Over the weekend, I was briefly sucked into a theological discussion thread on Facebook in which the original question was posed along the lines of “If Calvanism is the gospel (cf. Spurgeon) and I am not a Calvanist, do I reject the gospel?” Despite my attempt at a quick diversionary answer, the thread quickly transformed into a TULIP discussion, so I left it behind…
For those curious, I quoted Titus 3:9-10 to kick things off:
“But avoid foolish […] arguments and quarrels about the law, because these are unprofitable and useless. Warn a divisive person once, and then warn them a second time. After that, have nothing to do with them.”

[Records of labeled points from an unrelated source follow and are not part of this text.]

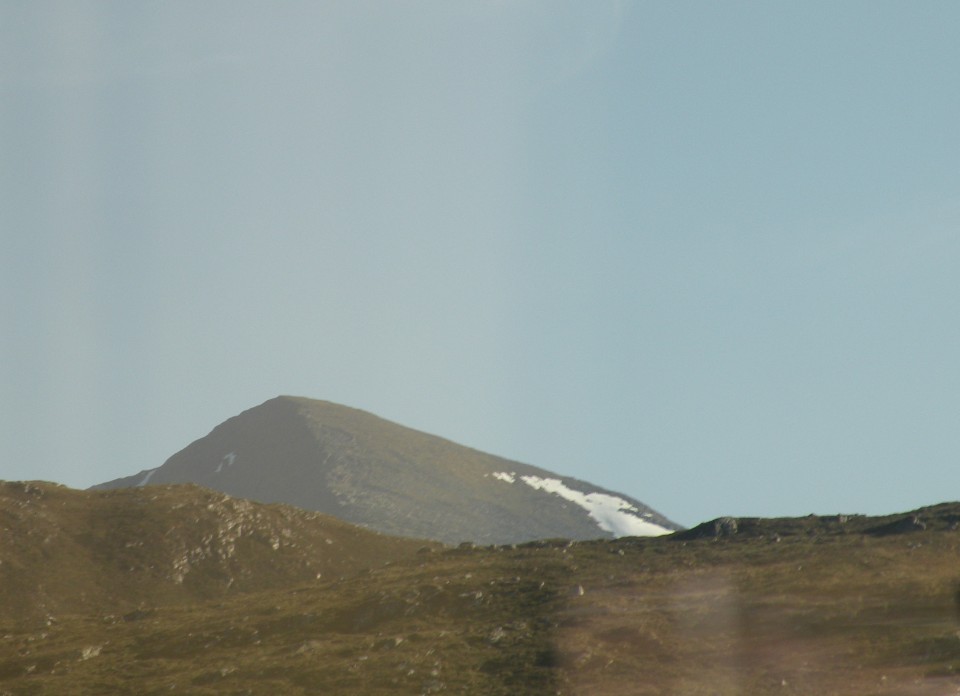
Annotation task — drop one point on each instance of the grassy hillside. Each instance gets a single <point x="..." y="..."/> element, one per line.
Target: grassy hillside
<point x="795" y="606"/>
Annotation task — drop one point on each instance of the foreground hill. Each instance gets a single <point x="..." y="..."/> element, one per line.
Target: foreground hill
<point x="372" y="472"/>
<point x="812" y="605"/>
<point x="84" y="551"/>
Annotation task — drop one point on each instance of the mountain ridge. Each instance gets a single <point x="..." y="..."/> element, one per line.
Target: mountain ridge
<point x="370" y="471"/>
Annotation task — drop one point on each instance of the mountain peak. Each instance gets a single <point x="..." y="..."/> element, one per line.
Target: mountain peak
<point x="364" y="469"/>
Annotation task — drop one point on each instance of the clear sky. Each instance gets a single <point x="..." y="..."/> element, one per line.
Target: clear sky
<point x="703" y="253"/>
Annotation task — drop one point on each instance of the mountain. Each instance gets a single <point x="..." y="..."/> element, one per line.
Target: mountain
<point x="369" y="471"/>
<point x="177" y="589"/>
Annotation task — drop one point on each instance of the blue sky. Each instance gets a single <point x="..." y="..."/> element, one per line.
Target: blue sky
<point x="702" y="253"/>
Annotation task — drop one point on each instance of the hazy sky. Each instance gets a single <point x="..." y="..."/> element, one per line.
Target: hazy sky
<point x="704" y="253"/>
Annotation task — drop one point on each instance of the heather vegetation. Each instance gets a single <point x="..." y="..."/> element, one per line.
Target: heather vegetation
<point x="175" y="589"/>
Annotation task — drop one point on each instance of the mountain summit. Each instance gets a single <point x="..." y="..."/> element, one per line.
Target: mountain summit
<point x="372" y="472"/>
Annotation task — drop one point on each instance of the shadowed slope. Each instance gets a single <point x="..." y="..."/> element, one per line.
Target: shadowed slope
<point x="370" y="471"/>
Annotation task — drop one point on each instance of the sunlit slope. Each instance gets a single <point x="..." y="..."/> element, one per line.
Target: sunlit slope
<point x="816" y="606"/>
<point x="369" y="471"/>
<point x="63" y="550"/>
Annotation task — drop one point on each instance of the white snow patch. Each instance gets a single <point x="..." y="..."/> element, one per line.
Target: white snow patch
<point x="146" y="479"/>
<point x="612" y="514"/>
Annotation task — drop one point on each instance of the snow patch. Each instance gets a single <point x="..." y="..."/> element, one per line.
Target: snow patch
<point x="146" y="479"/>
<point x="612" y="514"/>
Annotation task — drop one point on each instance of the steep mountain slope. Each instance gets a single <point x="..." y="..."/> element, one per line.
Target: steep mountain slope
<point x="372" y="472"/>
<point x="67" y="550"/>
<point x="837" y="605"/>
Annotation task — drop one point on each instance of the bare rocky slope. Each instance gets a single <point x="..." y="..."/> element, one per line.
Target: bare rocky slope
<point x="369" y="471"/>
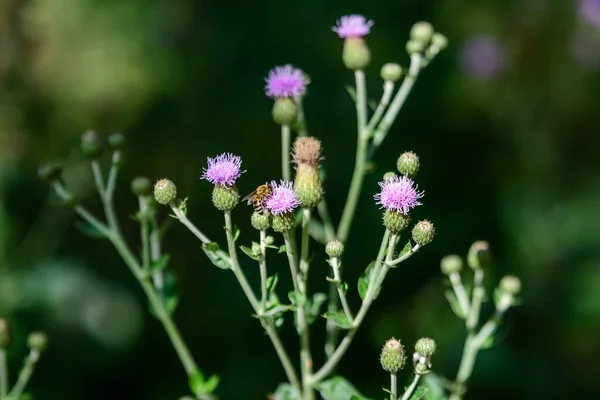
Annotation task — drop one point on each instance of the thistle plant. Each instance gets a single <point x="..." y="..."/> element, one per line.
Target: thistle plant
<point x="292" y="216"/>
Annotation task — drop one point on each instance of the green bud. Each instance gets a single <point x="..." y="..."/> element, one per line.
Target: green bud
<point x="356" y="54"/>
<point x="307" y="185"/>
<point x="391" y="72"/>
<point x="165" y="192"/>
<point x="421" y="32"/>
<point x="451" y="264"/>
<point x="479" y="255"/>
<point x="50" y="172"/>
<point x="392" y="356"/>
<point x="439" y="41"/>
<point x="285" y="111"/>
<point x="395" y="221"/>
<point x="37" y="341"/>
<point x="425" y="347"/>
<point x="141" y="186"/>
<point x="116" y="141"/>
<point x="423" y="232"/>
<point x="389" y="175"/>
<point x="261" y="222"/>
<point x="225" y="198"/>
<point x="284" y="223"/>
<point x="510" y="284"/>
<point x="335" y="248"/>
<point x="4" y="334"/>
<point x="414" y="46"/>
<point x="91" y="145"/>
<point x="408" y="164"/>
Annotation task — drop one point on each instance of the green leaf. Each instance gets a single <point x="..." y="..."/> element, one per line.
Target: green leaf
<point x="365" y="280"/>
<point x="89" y="230"/>
<point x="406" y="249"/>
<point x="338" y="318"/>
<point x="285" y="391"/>
<point x="248" y="251"/>
<point x="455" y="305"/>
<point x="315" y="307"/>
<point x="161" y="263"/>
<point x="419" y="393"/>
<point x="271" y="283"/>
<point x="338" y="388"/>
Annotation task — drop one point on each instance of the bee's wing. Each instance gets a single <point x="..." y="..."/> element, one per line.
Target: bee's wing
<point x="249" y="197"/>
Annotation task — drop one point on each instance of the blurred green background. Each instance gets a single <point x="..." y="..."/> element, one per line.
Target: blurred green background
<point x="505" y="122"/>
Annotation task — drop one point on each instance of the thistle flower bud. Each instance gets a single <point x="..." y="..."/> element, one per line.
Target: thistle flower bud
<point x="479" y="255"/>
<point x="510" y="284"/>
<point x="356" y="54"/>
<point x="408" y="164"/>
<point x="335" y="248"/>
<point x="91" y="145"/>
<point x="423" y="232"/>
<point x="165" y="192"/>
<point x="395" y="221"/>
<point x="451" y="264"/>
<point x="421" y="31"/>
<point x="392" y="356"/>
<point x="116" y="141"/>
<point x="50" y="172"/>
<point x="307" y="184"/>
<point x="260" y="222"/>
<point x="284" y="222"/>
<point x="389" y="175"/>
<point x="425" y="347"/>
<point x="285" y="111"/>
<point x="414" y="46"/>
<point x="4" y="334"/>
<point x="141" y="186"/>
<point x="391" y="72"/>
<point x="225" y="198"/>
<point x="37" y="341"/>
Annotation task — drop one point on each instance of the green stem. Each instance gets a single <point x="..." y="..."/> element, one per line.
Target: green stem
<point x="3" y="374"/>
<point x="286" y="169"/>
<point x="263" y="270"/>
<point x="411" y="388"/>
<point x="381" y="271"/>
<point x="393" y="386"/>
<point x="359" y="163"/>
<point x="397" y="103"/>
<point x="24" y="376"/>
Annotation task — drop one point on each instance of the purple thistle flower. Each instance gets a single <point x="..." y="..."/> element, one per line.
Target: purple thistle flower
<point x="399" y="194"/>
<point x="285" y="81"/>
<point x="283" y="200"/>
<point x="223" y="170"/>
<point x="353" y="26"/>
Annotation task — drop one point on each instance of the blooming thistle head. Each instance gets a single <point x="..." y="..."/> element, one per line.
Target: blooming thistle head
<point x="352" y="28"/>
<point x="281" y="204"/>
<point x="222" y="172"/>
<point x="398" y="194"/>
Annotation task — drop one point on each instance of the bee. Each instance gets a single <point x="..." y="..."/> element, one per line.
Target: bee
<point x="258" y="197"/>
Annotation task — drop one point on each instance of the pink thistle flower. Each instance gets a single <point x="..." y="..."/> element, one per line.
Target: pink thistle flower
<point x="285" y="81"/>
<point x="223" y="170"/>
<point x="283" y="200"/>
<point x="399" y="194"/>
<point x="353" y="26"/>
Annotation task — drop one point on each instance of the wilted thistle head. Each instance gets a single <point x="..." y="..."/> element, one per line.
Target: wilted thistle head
<point x="223" y="170"/>
<point x="353" y="26"/>
<point x="399" y="194"/>
<point x="392" y="356"/>
<point x="285" y="81"/>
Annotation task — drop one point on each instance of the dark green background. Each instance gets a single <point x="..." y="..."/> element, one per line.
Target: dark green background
<point x="511" y="159"/>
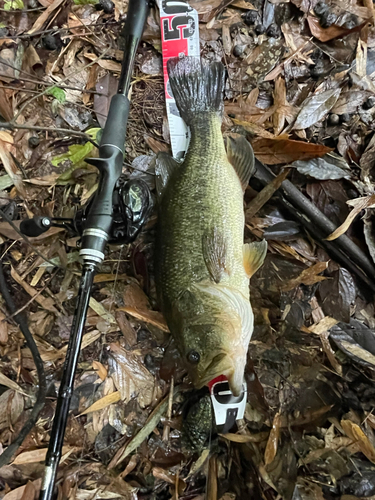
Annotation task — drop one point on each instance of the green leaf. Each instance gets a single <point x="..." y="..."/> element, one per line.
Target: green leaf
<point x="57" y="93"/>
<point x="13" y="5"/>
<point x="85" y="2"/>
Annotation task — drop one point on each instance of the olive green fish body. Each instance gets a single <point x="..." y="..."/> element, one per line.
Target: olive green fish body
<point x="202" y="266"/>
<point x="204" y="195"/>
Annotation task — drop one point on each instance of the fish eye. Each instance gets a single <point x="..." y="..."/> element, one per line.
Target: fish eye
<point x="193" y="357"/>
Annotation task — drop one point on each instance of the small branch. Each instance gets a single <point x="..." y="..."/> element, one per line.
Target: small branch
<point x="18" y="11"/>
<point x="12" y="126"/>
<point x="73" y="73"/>
<point x="32" y="298"/>
<point x="54" y="30"/>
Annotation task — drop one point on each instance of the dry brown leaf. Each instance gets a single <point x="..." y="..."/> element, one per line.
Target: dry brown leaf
<point x="44" y="16"/>
<point x="324" y="325"/>
<point x="101" y="311"/>
<point x="114" y="397"/>
<point x="17" y="493"/>
<point x="359" y="204"/>
<point x="91" y="81"/>
<point x="273" y="151"/>
<point x="308" y="277"/>
<point x="330" y="353"/>
<point x="326" y="34"/>
<point x="45" y="302"/>
<point x="370" y="6"/>
<point x="246" y="438"/>
<point x="3" y="329"/>
<point x="361" y="58"/>
<point x="227" y="40"/>
<point x="358" y="351"/>
<point x="102" y="278"/>
<point x="29" y="492"/>
<point x="7" y="231"/>
<point x="273" y="440"/>
<point x="5" y="105"/>
<point x="279" y="102"/>
<point x="29" y="457"/>
<point x="137" y="305"/>
<point x="104" y="63"/>
<point x="153" y="317"/>
<point x="266" y="194"/>
<point x="155" y="145"/>
<point x="254" y="129"/>
<point x="11" y="407"/>
<point x="131" y="377"/>
<point x="102" y="371"/>
<point x="6" y="146"/>
<point x="56" y="354"/>
<point x="134" y="296"/>
<point x="4" y="380"/>
<point x="355" y="433"/>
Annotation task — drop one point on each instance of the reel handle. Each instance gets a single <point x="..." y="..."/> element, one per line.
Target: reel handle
<point x="35" y="226"/>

Here’s my point: while written with respect to the Old Testament law, I see the passage from Titus applying to modern theological discussions equally as well. If arguments and disputes about law/theology cause division among believers to the point that lines are drawn in the sand as to who is a real believer, then are they really worth pursuing?
Mind you, I am not saying that Calvanism is not valid Christianity. I believe it is, just as Arminianism is and all the various points of view in between. But if somebody calls their orthodox point of view the only true gospel to the exclusion of other orthodox points of view, then I will question if it should be validly called *the* gospel. In fact, with all due respect to Spurgeon et al, I would say that any systematic theological point of view is not *the* gospel inasmuch as by focusing interpretation on a defined set of rules, they contain only a partial perspective of the object of the gospel and are not the object itself.
I would perhaps even argue that it is only by eliminating systematics that we can even approach an inclusive understanding of the object of the gospel. That being Jesus Christ. The Kingdom of Heaven incarnate for all mankind and the future hope of all creation.
The Bible is the story of Christ, but it is not Christ himself. Everything we have – the Old Testament narratives, wisdom literature, prophetic books, the “gospels”, the letters of the New Testatment, our theological and ecclesiastical traditions and all the rest — they present, reveal, interpret and apply the truth of Christ to our lives, but they are not the gospel in and of themselves.
I write this at the risk of being called arrogant (again), but I place my hope in Christ, not the Bible, Calvin, Protestantism, or any other object of mankind.